64. There are 3 Indians and 3 Chinese in a group of 6 people. How many subgroups of thise group can
we choose so that every subgroup has at least one Indian?
(a) 56 (b) 52
(c) 48 (d) 44

The correct answer is (a) 56

Total subgroups of 6 people number ²⁶=64, including the empty set. Subgroups with no Indians (only Chinese) number ²³=8. Thus, subgroups with at least one Indian total 64−8=56.

Step-by-Step Solution

Label 3 Indians as I and 3 Chinese as C. Subgroups exclude the empty set but include singletons through the full group.

Calculate by cases based on Indians (k=1 to 3), with Chinese (m=0 to 3):

• k=1 Indian: ^3₁×(²³−1)=3×7=21 (subtract empty Chinese subset).
• k=2 Indians: ^3₂×(²³−1)=3×7=21.
• k=3 Indians: ^3₃ײ³=1×8=8.

Total: 21+21+8=56.

Option Analysis

• (a) 56: Matches calculation; total non-empty minus all-Chinese non-empty (64−1−7=56).
• (b) 52: Incorrect; possibly excludes full group or miscalculates Chinese subsets.
• (c) 48: Incorrect; maybe assumes no all-Indians (56−8=48) or limits sizes.
• (d) 44: Incorrect; common error subtracting extra cases like all-Indians twice.

Introduction to 3 Indians 3 Chinese Subgroups Problem

The “3 Indians 3 Chinese subgroups at least one Indian” question tests combinations in competitive exams like GATE. With 6 people (3I + 3C), find subgroups ensuring at least one Indian.

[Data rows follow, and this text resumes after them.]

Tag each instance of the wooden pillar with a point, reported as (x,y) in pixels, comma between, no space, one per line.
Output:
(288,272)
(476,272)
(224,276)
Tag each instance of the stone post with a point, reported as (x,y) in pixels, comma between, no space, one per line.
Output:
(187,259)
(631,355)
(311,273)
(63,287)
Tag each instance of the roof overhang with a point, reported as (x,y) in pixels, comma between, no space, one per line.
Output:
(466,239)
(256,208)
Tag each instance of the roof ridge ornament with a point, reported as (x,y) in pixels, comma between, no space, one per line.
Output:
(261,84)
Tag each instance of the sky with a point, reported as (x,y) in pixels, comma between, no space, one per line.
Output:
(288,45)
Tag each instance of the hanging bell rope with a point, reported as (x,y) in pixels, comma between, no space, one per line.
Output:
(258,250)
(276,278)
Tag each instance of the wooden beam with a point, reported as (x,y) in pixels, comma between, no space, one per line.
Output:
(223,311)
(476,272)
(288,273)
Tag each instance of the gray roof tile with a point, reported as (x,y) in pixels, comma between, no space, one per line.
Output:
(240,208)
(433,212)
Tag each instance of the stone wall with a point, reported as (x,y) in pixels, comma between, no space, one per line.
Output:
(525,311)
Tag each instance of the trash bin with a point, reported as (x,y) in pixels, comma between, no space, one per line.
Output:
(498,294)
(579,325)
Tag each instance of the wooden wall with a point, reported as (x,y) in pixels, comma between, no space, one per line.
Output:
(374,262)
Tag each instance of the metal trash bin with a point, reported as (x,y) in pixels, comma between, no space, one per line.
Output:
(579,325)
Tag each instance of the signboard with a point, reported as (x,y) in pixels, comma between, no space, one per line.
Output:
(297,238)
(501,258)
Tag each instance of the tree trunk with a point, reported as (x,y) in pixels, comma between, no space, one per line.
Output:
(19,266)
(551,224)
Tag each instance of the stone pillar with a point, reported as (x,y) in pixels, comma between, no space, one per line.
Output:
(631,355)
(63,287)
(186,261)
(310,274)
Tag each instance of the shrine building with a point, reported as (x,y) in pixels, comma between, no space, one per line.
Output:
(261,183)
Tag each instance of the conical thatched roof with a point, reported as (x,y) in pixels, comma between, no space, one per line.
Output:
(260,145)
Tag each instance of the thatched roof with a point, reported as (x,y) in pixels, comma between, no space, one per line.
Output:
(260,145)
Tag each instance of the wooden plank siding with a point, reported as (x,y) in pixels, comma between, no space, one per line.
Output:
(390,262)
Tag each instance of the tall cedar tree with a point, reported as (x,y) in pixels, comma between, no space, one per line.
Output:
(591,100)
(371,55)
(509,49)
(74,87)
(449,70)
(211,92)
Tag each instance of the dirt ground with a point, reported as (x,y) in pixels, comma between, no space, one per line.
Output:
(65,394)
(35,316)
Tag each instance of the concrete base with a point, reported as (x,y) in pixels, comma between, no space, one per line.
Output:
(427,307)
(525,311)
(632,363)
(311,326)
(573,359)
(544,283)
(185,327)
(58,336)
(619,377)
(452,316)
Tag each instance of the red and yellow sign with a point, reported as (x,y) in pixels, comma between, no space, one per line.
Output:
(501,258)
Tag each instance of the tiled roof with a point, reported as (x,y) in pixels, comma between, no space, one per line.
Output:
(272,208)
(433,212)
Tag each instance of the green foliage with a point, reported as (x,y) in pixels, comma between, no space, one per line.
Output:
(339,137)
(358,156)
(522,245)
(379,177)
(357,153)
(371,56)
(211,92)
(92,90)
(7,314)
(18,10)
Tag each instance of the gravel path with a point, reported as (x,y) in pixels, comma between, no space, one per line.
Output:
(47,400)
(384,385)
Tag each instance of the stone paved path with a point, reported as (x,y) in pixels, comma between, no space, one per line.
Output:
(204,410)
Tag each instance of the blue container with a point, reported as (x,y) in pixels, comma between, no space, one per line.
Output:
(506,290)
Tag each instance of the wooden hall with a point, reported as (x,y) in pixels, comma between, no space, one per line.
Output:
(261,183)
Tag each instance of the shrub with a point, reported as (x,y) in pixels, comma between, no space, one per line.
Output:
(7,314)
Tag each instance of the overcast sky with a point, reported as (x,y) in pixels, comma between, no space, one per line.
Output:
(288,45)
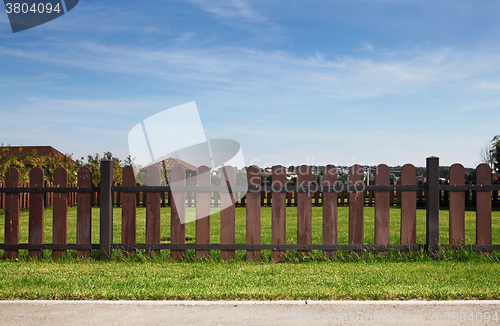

Total power set is ²⁶=64; subtract 8 all-Chinese for 56.

Detailed Calculation Method

Use complementary counting for efficiency:

• Total subsets: ²⁶=64.
• No Indians: ²³=8.
• Valid: 56.

Case breakdown confirms:

Total: 56

Common Errors in Options

Options like 52 or 48 arise from excluding the empty set prematurely or all-Indians. Always verify with both methods.

GATE Exam Tips

Practice power set subtraction for “at least one” constraints. Similar to GATE ECE 2017.